January 30, 2013 at 5:54 p.m.
Opinion: Tucker's Point SDO debate

A black government dancing to a white man's tune


By Larry Burchall- | Comments: 0 | Leave a comment

WEDNESDAY, MAR. 23: Right up to that dramatic moment when the Government caved in and withdrew, the whole SDO imbroglio was an extremely interesting and utterly fascinating exercise. It wasn’t the BEST-vs-Government confrontation; nor was it the combining of CURB and Tucker’s Town Historical Association; nor was it the Senator Shakir and Senator Burch and MP Dale Butler misgivings.

What I found so utterly fascinating and astounding was how this black PLP Government danced so well, so incredibly superbly well, to the tune called by a rich white man. I thought that the days when black men and women kow-towed to rich white men were long over. Long past. Long gone.

But no! In 2011 black men and black women were dancing again. As if time had not passed and progress had not come.

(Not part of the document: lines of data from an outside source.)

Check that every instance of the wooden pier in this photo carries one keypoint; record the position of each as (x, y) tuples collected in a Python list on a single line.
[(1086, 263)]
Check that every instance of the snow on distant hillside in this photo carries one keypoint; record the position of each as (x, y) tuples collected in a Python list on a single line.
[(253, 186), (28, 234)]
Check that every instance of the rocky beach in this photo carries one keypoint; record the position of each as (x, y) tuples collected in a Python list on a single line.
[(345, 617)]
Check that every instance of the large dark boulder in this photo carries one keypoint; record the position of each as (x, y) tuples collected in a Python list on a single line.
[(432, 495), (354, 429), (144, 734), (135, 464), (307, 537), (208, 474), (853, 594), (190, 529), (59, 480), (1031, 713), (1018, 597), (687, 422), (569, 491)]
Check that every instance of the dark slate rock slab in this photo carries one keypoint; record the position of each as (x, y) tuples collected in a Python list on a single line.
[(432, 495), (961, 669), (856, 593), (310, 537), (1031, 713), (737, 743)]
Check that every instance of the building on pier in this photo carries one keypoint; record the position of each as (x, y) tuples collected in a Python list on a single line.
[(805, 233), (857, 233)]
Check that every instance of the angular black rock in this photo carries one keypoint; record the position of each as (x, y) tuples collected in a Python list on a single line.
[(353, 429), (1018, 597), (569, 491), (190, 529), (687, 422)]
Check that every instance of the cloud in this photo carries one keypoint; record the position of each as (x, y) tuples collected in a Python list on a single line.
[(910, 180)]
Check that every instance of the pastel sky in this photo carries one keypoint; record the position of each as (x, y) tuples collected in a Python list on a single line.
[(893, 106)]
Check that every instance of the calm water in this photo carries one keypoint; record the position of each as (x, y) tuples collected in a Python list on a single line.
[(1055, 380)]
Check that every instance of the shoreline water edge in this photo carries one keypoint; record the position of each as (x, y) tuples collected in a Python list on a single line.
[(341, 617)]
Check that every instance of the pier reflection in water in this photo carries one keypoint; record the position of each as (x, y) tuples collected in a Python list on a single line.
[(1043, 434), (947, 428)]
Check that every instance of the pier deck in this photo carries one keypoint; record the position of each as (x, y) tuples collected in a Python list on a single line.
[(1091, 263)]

Ed Trippe’s ability to wind this Government around his little finger, his ability to frighten and scare them by using that old ‘white man tactic’ of conjuring up the boogie-man and raising the spectre of imminent failure if his advice was not taken; harked back more than 60 years.

It reminded of a time around 1950 when another group of white men, this time Bermudian, said that ‘tourists would not want to come to a Bermuda where blacks were guests in hotels and restaurants’.

Back in the day, that ol’ boogie-man tactic worked. Some even believed it. But black Bermudians began to doubt the ol’ boogie-man stories. Black Bermudians began to think for themselves. Black Bermudians began challenging those ol’ boogie-man stories.

From 1959 onwards, black Bermudians stopped dancing and began walking and standing tall and taller until they reached their full height in November 1998 and took control of all of their Bermudian destiny.

At least that’s what I and many others thought.

But lo, behold! In 2011 a black-run Bermudian Government was being pulled and yanked about in the same way that black Bermudians had been pulled and yanked about for the three hundred and forty-three years between 1616 and 1959.  As the SDO debate unrolled and became clearer, I became more and more confounded.

I heard and I saw black Bermudians go through the most astounding political and mental and intellectual convolutions and evolutions in order to justify their support for a process at Tucker’s Point that is headed for certain failure. I saw this. I heard this. With my own eyes and my own ears, I saw and I heard.

Thousands of other Bermudians saw and heard what I saw and heard.

Down through the decades, Dr. Eva Hodgson has written, so often, of how most black Bermudians are afflicted with a feeling of inferiority when it comes to confrontations with white people generally. I have not always agreed with Dr. Hodgson, and I have publicly said so. My individual life experience has been otherwise; and I think that the same applies to many other black Bermudians.

But over this SDO matter, I have seen a perfect example of what she has so often described. I cringe at the thought and reality that the people who now govern in my name have behaved as they have. I shudder to think what and how they have twisted and turned within their own minds — how they must have contorted even their souls — in order to justify their support for that SDO as pushed by Ed Trippe and his investors.

This is not a Government. This is a troupe of painted marionettes.